Algunas personas esperarían. Josh, por ejemplo, se lo pensaría muchísimo. Sopesaría las opciones, y luego llamaría a su hermano David para que le diera su opinión. Yo, en cambio, doy la vuelta a la tarjeta telefónica y empiezo a marcar.

—¿Diga? —es la voz de un chico.

—¿Jordan?

—No, soy Mike. No cuelgues.

Bajan el teléfono. Se oye el televisor al fondo, y algo que podría ser una batidora. Mike, que supongo que es mi futuro cuñado, llama a Jordan en voz alta y dice:

—¿Cómo quieres que lo sepa?

La batidora se para. Oigo unos pasos que se acercan y la voz de un chico que dice:

—¿Qué pasa?

—¿Eres Jordan? —pregunto.

—¿Quién es?

—Soy Emma —digo con una amplia sonrisa—. Nos conocimos en la fiesta… de hace poco.

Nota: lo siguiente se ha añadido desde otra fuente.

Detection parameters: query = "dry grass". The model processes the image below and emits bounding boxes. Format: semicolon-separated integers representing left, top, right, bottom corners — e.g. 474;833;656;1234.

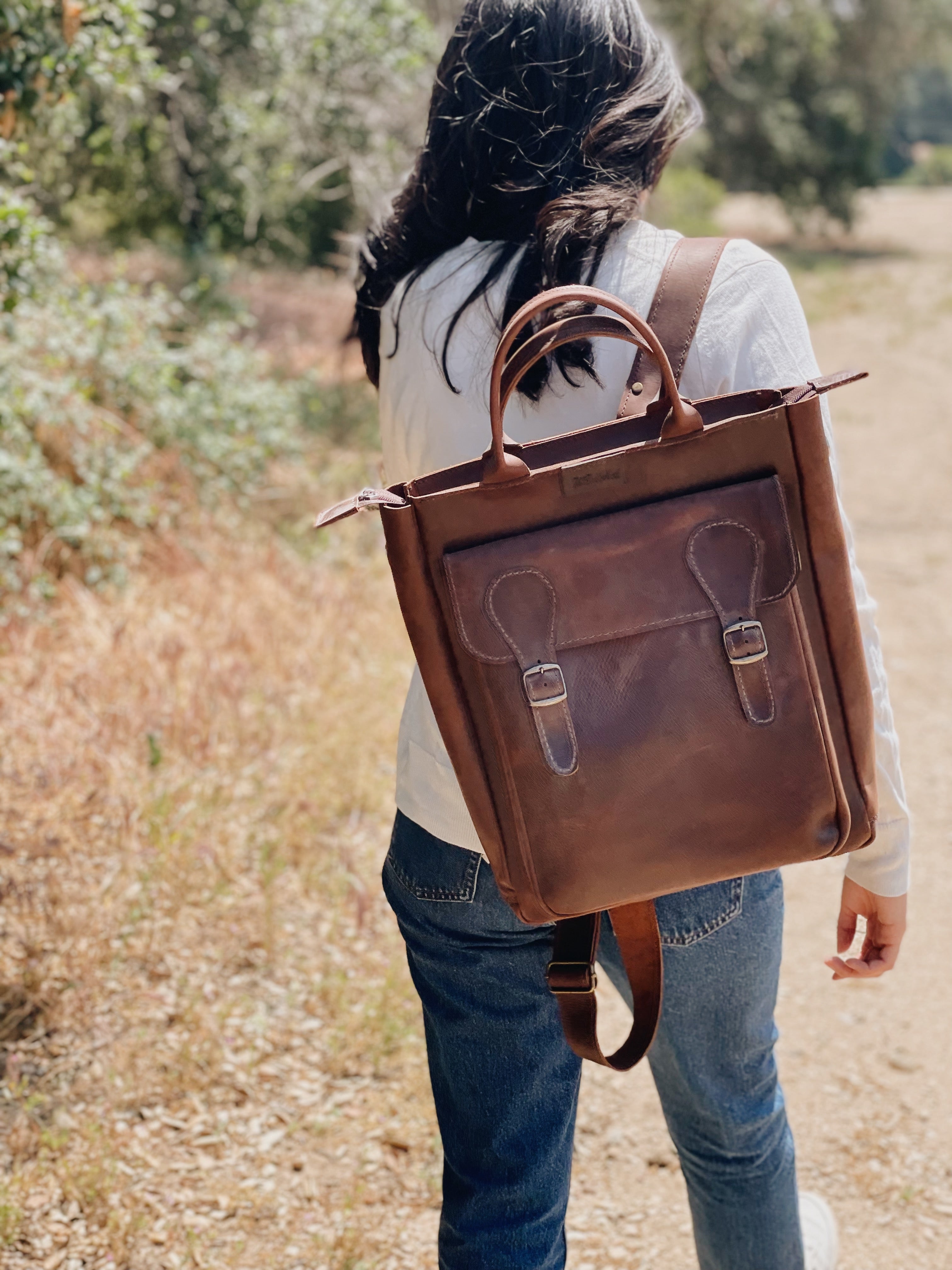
0;459;438;1270
7;192;952;1270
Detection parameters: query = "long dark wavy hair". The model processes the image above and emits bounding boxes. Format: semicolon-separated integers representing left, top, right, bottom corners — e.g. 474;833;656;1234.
354;0;701;400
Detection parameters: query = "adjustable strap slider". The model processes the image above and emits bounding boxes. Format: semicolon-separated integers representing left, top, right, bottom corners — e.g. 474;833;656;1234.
522;662;569;710
546;961;598;997
723;619;767;666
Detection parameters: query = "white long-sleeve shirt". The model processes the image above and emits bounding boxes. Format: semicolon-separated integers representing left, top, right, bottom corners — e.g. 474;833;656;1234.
380;221;909;895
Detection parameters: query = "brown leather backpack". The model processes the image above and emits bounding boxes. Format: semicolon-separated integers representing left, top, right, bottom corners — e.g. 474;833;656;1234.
317;239;876;1069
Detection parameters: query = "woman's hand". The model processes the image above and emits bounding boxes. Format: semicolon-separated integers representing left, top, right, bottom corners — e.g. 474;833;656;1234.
826;878;906;979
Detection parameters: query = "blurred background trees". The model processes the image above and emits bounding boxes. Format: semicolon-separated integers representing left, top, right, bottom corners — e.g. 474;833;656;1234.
0;0;952;263
652;0;952;222
0;0;952;609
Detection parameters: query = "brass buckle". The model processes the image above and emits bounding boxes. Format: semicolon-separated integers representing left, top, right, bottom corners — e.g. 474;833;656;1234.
722;619;768;666
522;662;569;710
546;961;598;997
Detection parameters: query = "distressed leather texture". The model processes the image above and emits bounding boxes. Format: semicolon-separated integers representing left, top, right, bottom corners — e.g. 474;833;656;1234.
319;240;876;1068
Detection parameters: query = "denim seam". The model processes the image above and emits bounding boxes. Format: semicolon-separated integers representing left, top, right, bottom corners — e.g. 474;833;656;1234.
386;851;482;904
661;878;744;949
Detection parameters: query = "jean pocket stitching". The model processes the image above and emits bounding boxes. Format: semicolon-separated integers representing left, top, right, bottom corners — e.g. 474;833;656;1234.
661;878;744;949
386;848;482;904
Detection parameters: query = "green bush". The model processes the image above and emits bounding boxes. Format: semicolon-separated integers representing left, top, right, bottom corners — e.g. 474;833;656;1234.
0;204;301;609
903;146;952;186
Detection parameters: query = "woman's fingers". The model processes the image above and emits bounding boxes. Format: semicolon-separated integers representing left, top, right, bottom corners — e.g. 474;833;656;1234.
825;878;906;979
836;903;857;952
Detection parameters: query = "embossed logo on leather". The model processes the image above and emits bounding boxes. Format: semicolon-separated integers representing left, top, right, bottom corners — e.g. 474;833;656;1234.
561;455;628;494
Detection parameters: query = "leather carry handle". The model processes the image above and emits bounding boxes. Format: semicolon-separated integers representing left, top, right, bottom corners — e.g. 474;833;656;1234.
546;899;664;1072
482;286;705;485
500;314;664;414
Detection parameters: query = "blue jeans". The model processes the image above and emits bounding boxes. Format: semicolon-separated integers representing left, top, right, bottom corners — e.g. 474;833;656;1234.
383;813;803;1270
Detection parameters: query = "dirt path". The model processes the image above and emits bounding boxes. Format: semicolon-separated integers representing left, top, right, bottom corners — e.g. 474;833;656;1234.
570;192;952;1270
0;192;952;1270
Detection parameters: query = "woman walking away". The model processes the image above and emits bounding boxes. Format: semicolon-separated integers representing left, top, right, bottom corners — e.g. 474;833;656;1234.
357;0;909;1270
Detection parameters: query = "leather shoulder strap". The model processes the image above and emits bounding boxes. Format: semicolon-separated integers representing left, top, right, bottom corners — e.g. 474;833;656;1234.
618;239;730;419
546;899;663;1072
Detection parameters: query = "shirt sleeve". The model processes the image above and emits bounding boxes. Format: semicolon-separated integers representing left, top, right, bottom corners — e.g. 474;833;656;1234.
683;241;910;895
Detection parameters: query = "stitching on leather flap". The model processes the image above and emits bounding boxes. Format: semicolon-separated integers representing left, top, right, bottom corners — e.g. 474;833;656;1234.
443;476;798;666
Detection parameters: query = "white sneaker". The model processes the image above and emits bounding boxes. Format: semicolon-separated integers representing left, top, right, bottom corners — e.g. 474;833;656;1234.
800;1191;839;1270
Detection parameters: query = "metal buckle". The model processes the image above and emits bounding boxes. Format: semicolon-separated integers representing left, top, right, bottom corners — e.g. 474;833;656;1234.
546;961;598;997
722;619;768;666
522;662;569;710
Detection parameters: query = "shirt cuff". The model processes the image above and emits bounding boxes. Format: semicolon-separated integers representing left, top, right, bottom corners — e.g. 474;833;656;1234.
847;817;910;897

Aguanto la respiración, esperando que Jordan haya ido a alguna fiesta este mes.

—¿En la de Jenny Fulton? —pregunta.

Exhalo.

—Sí, en la de Jenny.

No encontré gran cosa cuando busqué a Jordan en Facebook. Solo el nombre, la foto y la ciudad donde vivía. De todos modos, mi objetivo es mantenerlo al otro lado de la línea hasta descubrir cómo se entrecruzan nuestras vidas en algún momento del futuro.

—Ah, vale. ¿Qué pasa? —pregunta.

—No mucho… —respondo—. Y a ti, ¿cómo te va?

—Voy tirando.

Silencio.

—¿Has ido… a pescar últimamente? —pregunto.

—Eh… no —responde—. No he pescado nunca.

Silencio absoluto.

—¿Y qué has estado haciendo? —pregunto.

—Más que nada, buscar trabajo para el verano.

—Guay… —digo.

La batidora vuelve a funcionar.

—Oye, ¿querías algo? —pregunta—. Porque debería ir a…

—Ah, vale —digo, y cojo velocidad—. Bueno, que estaba pensando en lo que hablamos en la fiesta.

—¿Estás segura de que no te refieres a Jordan Nicholson? —pregunta—. Creo que también estaba allí. La gente siempre nos confunde.

Es extraño, pero Jordan no parece un capullo. Incluso resulta simpático. ¿Cómo es posible que un día llegue a convertirse en la clase de persona que termina durmiendo fuera de casa durante tres noches, probablemente para engañar a su mujer? ¿Lo creería posible él si se lo contara ahora mismo?

—Eras tú, seguro —contesta—. Estuvimos hablando de la universidad a la que queremos ir, y tú…

—Espera —dice Jordan.

Oigo que se cierra una puerta y la voz de una chica, que pregunta:

—¿Estás listo?

Jordan le contesta que tardará un segundo.

—Perdona —me dice—. No, ahora tengo claro que estás hablando de Nicholson, porque yo ya estoy en la universidad. He venido a casa a pasar el verano.

—Ah, ¿sí? —se me quiebra la voz—. ¿A cuál vas?

Cierro los ojos. Quizá es ahí donde Jordan y yo nos conocemos. Hice una primera lista de las universidades que quiero solicitar el año que viene, todas ellas en otros estados, y todas junto al mar.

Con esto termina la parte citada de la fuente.